2026年9月時点で、主要各社はこの認証をまだ持っていません。各社の到達点を並べてみます。

主要eVTOL各社の型式証明の進捗を並べた黒板図。Joby・Archer・BETA・Vertical・Eve・SkyDriveは審査中、EHangのみ中国CAACでTC・耐空・生産証明を取得済み。

▲ 米欧日の有人eVTOLはまだ型式証明ゼロ。EHangの先行は中国CAAC基準で、FAA・EASAとは同じ物差しでは比べにくい。

企業/機体 当局 2026年9月の到達点
Joby Aviation/S4 米FAA 5段階の最終ステージ5に進行(ただし受理は途中)。西側で最先行
Archer/Midnight 米FAA 4フェーズ中のフェーズ4(適合の実証段階)
BETA/ALIA 米FAA まず固定翼版を先行認証する戦略。VTOL版は2027年後半〜2028目標
EHang/EH216-S 中国CAAC 型式証明・量産・耐空証明を取得済。中国で無操縦の有人運航段階
Vertical(英)・Eve(伯)・SkyDrive(日) 各国当局 いずれも審査中。TC取得はこれから

「最終ステージに入った」と聞くと、認証まで済んだようにも聞こえます。けれど、そこにはまだ距離があります。Joby自身の開示でも、最終段階の審査は途中です。「もうすぐ」と「もう取れた」の間には、思っているより長い審査が残っていることもあります。

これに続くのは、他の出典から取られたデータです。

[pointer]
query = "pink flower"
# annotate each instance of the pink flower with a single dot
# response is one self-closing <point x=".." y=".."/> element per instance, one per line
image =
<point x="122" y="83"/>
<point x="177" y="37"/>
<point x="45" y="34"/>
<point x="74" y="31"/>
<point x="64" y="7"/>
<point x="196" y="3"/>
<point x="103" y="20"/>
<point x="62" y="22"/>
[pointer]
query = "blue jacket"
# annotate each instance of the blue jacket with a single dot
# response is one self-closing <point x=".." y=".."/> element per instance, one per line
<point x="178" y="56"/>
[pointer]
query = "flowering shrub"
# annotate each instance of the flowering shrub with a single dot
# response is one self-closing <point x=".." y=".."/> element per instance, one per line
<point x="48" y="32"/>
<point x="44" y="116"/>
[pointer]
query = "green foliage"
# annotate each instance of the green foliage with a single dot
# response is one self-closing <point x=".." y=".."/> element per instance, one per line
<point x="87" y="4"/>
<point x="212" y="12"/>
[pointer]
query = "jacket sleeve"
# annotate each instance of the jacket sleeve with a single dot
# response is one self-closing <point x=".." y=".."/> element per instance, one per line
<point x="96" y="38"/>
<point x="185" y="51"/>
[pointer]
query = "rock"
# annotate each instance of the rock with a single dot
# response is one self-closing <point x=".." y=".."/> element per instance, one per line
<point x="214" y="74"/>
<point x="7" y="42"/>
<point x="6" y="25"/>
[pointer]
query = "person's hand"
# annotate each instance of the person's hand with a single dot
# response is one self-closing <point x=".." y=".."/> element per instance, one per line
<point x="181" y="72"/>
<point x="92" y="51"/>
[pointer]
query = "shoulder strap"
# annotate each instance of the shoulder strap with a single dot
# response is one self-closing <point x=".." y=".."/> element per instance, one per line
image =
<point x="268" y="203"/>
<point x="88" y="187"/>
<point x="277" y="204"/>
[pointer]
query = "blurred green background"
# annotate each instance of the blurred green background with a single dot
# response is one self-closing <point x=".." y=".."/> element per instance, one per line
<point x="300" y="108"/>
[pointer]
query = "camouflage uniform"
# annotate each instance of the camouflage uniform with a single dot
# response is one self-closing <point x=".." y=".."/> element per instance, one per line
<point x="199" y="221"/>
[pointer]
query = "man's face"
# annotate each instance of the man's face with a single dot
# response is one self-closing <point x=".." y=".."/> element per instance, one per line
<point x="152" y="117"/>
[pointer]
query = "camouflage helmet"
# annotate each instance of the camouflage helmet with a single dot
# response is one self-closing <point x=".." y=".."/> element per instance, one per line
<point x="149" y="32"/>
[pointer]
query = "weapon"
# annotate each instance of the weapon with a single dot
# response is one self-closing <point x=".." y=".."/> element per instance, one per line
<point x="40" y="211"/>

eVTOLの発表を読むとき、私がとくに慎重に見るのが「受注」という言葉です。それが確定した契約なのか、条件つきの合意なのか、それとも会社側の目標なのか——同じ「受注」でも、確かさには段階があります。就航の時期も、多くは各社が”目標”として掲げているもので、現状、ほとんどのメーカーで後ろ倒しになっています。「大口の受注」「2028年に就航」といった発表が、確定した契約なのか、それとも目標なのか。そこは見出しだけでは測りきれないことが多い、というのが私の実感です。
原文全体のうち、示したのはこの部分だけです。